Almost three years ago I decided to give myself a challenge... How cheap could I buy a snowblower in September and make it run and do the job. Found a 1982 Craftsman and had it running tip top with new belts, a spare carb kit, a points cleaning and a spring! Used it almost two winters and it rocked! Until last Feb.where it thew the rod! You can see the beast ready to do battle on the carry rack last winter. Well I do have a entire spare machine of the same model and year to swap the motor from but I wanted a new machine. All hope wasn't lost for this blower. I got a new Honda clone 6.5hp motor for 150$ tax in at Princess auto. It bolted on perfectly! Man I love how this machine works now! Starts on the first pull every time blows snow like crazy! Here is my YouTube video about the swap https://youtu.be/hy6xo_owyPU hard to believe I'm still not over $300 yet for the whole thing. Hard to to buy a used machine that works this good for $300


----------



## patthesoundguy (Jan 5, 2016)

Here is the machine the day before it thew the rod.


----------



## Bob Cat (Jul 15, 2014)

Good stuff! I was wondering if you removed the air filter.

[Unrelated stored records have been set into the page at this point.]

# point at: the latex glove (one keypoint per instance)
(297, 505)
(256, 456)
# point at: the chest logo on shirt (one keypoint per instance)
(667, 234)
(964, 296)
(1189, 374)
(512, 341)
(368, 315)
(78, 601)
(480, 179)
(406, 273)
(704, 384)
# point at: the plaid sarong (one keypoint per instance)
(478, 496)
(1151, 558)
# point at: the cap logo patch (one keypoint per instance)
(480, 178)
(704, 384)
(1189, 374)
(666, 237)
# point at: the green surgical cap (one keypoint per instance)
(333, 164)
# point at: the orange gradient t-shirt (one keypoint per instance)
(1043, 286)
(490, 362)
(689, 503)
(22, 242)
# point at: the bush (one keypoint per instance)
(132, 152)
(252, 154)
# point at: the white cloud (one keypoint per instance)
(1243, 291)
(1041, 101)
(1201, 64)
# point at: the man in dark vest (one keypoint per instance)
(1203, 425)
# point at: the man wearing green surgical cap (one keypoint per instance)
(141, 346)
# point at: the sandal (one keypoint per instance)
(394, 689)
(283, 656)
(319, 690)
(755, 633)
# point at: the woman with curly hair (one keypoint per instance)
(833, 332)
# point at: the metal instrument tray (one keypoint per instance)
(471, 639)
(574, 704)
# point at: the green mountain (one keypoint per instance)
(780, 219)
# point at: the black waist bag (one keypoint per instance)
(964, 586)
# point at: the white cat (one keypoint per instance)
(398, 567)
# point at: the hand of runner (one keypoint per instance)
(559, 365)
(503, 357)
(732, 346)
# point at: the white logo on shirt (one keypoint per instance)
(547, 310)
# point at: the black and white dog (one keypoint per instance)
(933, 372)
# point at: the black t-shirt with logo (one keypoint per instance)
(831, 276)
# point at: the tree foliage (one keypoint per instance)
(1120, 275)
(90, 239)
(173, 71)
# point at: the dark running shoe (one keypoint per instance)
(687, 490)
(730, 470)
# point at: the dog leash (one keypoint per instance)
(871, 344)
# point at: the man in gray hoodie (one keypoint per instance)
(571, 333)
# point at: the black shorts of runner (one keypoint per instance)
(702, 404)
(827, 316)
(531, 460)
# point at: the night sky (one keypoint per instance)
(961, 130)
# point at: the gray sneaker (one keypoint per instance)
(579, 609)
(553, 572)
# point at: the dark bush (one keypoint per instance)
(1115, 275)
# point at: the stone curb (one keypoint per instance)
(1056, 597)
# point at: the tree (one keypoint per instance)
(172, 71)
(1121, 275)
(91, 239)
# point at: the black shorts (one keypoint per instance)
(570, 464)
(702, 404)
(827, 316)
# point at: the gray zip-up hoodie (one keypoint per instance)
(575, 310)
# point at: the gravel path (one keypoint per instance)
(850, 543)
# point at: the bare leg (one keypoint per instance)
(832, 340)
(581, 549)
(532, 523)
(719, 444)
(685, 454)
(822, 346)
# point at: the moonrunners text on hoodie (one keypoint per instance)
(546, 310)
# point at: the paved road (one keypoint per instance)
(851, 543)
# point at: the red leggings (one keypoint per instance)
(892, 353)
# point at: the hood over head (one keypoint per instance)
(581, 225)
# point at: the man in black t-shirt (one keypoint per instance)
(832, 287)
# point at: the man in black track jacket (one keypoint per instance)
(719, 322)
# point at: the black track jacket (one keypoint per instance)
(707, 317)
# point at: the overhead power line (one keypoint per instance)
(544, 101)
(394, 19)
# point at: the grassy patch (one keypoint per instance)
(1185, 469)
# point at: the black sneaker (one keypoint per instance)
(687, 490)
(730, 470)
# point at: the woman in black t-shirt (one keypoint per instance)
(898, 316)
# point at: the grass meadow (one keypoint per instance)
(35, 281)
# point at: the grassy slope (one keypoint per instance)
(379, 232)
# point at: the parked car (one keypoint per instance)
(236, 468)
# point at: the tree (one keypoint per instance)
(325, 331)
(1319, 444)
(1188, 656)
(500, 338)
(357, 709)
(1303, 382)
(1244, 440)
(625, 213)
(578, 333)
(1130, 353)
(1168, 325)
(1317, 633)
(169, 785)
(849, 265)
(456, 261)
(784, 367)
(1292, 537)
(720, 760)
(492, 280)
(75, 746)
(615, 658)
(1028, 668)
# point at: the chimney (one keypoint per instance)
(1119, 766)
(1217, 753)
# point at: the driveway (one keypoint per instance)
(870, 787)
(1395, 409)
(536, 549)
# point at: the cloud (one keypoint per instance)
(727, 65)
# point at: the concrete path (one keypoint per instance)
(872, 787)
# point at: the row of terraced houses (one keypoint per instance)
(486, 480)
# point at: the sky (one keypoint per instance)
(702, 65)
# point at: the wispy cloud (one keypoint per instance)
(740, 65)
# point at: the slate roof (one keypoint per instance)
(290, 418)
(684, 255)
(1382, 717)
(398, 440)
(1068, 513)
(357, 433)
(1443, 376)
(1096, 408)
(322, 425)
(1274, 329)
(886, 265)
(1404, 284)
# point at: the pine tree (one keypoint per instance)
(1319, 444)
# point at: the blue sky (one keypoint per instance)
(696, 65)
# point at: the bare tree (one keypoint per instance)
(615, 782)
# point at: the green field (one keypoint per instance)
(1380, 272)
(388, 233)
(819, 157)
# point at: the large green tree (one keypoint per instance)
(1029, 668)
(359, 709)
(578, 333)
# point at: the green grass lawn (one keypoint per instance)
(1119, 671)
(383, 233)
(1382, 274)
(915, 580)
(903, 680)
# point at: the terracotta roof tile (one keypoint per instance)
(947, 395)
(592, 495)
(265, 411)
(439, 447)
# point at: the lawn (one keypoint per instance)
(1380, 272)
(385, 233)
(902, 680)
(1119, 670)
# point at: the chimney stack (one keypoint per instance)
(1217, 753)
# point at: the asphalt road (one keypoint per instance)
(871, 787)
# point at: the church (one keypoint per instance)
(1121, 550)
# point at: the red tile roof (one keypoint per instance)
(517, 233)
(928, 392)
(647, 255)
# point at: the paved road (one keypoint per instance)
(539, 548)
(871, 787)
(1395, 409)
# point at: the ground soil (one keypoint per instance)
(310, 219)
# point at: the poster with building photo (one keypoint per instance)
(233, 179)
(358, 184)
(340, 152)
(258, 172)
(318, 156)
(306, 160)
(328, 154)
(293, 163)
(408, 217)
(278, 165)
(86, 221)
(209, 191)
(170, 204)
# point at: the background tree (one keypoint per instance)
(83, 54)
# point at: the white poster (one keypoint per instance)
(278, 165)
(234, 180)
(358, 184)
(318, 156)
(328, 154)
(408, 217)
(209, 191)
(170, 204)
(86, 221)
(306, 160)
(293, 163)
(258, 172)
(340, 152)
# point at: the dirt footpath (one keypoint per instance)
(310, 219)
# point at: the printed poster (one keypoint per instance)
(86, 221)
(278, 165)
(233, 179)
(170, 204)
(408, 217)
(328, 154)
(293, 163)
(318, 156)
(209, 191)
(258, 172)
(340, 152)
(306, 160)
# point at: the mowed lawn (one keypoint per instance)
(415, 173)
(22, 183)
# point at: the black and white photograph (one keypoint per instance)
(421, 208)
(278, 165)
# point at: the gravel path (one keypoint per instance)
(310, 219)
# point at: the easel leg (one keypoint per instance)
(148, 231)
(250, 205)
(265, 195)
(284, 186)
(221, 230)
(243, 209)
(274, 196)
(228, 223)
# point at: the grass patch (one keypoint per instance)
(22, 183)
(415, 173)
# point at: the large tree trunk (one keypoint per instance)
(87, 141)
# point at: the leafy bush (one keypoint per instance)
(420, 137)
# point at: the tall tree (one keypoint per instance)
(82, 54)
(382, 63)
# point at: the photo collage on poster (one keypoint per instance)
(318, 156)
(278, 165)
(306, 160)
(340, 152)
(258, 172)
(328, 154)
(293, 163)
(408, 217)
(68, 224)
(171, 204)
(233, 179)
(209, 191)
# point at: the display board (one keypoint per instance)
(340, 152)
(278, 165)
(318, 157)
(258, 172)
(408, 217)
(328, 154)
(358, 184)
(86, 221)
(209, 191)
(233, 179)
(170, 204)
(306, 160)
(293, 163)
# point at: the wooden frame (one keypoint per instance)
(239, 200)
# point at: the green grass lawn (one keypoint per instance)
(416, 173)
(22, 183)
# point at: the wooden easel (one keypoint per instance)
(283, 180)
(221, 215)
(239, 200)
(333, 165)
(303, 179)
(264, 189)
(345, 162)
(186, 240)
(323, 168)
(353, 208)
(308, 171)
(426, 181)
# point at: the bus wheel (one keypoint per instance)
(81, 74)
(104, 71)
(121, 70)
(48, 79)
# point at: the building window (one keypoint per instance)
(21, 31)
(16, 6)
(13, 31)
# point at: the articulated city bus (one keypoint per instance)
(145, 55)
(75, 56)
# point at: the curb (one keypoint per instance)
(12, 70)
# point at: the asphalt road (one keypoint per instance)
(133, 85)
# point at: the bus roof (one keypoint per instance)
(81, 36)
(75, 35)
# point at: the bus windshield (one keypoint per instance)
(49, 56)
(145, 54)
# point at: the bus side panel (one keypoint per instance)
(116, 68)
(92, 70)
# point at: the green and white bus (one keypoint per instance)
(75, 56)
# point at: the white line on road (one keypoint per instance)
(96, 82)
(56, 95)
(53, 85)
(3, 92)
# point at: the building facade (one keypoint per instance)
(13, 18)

It seems to me you should to prevent clogging.


----------



## nwcove (Mar 2, 2015)

hey Pat, i inadvertently ended up in a similar situation. saw an old ariens on kijiji this summer for$20 firm, blown engine. looked at it , handed the guy a $20 and i was the proud new owner of a machine in need of at least an engine. got the 208cc from princess auto , probably during the same sale as you got yours ! a few mods and the engine was mounted. add in a few spray bombs to freshen it up, a homemade driftcutter/light bar and a pkg of " miners" lights from costco.....all adds up to a perfectly usable machine for under $275. i did have to replace the roll pins in the impeller after the last storm tho, that was another couple $$. 
BobCat, i added a small shield above the carb linkages to keep snow out, but kept the air filter in. might have experienced some icing on the linkages, but no sign of any issue with the filter.


----------



## patthesoundguy (Jan 5, 2016)

I will be adding a shield to protect the throttle linkage as well and a shield for the the pull start assembly


----------



## patthesoundguy (Jan 5, 2016)

I also want to paint the entire machine the se blue as the motor I think it would look sharp


----------



## classiccat (Mar 1, 2014)

patthesoundguy said:


> I also want to paint the entire machine the se blue as the motor I think it would look sharp


It would look like a yammy from the distance!  Nice job!


----------



## patthesoundguy (Jan 5, 2016)

I was thinking it would look like a Yamaha which would be cool. I'm a Honda guy with all of my scooters and bikes , maybe I should paint the motor covers red and the blower to match lol


----------



## lsettle (Dec 30, 2015)

Pat,

I hope you made another youtube video this morning of you using your "new" snowblower!

Lawrence
Dartmouth, NS


----------



## guyl (Jun 12, 2016)

Value-wise, In 1982 I bought a used 27 inch/ 5 hp snowblower for $225 and it served me well (although too small/underpowered) for the following 25 years, replacing only the friction disk twice.


----------



## Big Ed (Feb 10, 2013)

patthesoundguy said:


> I also want to paint the entire machine the se blue as the motor I think it would look sharp



Summer is here and the time is right.
How is the paint job coming along?


----------